In situ copolymerizated gel polymer electrolyte with cross-linked network for sodium-ion batteries

Abstract

High thermal stability, nonflammability, and no liquid leakage are indispensable capabilities for electrolytes in sodium-ion batteries toward large-scale energy storage systems. The use of solid-state or gel polymer electrolytes has proven to be one of the enabling tools to bring about these advancements; however, their application suffer from tedious synthesis procedure and/or lowionic transport to ensure a battery operation. Herein, a novel gel polymer electrolyte with a cross-linked polyether network (GPE-CPN) was crafted through a self-catalyzed strategy, where in situ copolymerization of two monomers, 1,3-dioxolane and trimethylolpropane triglycidyl ether is realized successfully, with the use of sodium hexafluorophosphate (NaPF6) as an initiator, at room temperature.
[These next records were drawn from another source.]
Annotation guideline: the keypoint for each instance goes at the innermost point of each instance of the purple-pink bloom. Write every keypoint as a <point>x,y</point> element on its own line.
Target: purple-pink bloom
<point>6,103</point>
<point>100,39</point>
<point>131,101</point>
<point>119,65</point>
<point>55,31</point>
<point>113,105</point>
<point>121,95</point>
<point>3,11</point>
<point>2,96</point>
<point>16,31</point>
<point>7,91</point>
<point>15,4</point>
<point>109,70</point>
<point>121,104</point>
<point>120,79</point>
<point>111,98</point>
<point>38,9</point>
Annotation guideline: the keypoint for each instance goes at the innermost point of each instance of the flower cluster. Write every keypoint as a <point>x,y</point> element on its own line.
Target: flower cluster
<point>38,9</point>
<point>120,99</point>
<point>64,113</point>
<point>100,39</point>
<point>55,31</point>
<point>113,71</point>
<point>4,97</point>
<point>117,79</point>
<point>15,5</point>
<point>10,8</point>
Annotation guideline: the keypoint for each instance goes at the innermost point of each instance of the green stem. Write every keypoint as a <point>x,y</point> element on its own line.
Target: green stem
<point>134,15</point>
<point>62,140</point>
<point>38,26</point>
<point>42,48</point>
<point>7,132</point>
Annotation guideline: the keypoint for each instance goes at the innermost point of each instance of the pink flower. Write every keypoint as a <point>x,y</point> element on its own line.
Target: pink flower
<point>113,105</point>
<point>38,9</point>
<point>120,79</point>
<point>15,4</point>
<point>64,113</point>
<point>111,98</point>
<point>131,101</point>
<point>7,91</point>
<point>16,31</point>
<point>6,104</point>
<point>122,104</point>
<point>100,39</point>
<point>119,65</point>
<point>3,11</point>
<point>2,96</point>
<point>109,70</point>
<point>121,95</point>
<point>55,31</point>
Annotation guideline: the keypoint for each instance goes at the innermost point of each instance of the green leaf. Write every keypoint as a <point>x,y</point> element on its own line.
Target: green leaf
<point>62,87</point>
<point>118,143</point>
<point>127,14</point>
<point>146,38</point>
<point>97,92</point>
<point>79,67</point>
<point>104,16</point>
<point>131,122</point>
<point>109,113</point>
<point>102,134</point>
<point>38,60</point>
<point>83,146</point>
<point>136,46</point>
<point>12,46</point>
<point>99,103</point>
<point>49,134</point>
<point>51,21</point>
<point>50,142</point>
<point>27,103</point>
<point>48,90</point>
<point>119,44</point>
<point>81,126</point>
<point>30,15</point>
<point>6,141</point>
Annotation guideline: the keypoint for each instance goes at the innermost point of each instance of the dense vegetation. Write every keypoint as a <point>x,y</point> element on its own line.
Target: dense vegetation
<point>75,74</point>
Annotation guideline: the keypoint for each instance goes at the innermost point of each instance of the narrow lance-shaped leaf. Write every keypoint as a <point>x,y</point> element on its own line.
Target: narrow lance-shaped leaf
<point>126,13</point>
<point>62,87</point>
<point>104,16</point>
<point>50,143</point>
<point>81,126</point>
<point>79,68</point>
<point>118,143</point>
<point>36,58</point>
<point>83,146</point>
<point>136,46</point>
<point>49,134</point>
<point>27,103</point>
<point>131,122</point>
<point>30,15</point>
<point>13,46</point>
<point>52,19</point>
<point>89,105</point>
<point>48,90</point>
We demonstrate that the resultant GPE-CPN possesses a superior electrochemical stability window up to 4 V versus Na+/Na, a considerable ionic conductivity, of 8.2 x 10-4S cm-1 at room temperature, which is a capability good enough to suppress the growth of sodium dendrites and thus, stabilize the interface of electrolyte/ sodium anode. Considering the benefit from its facile fabrication and superior characteristics, the asgenerated GPE-CPN reveals a potential application for future rechargeable sodium batteries.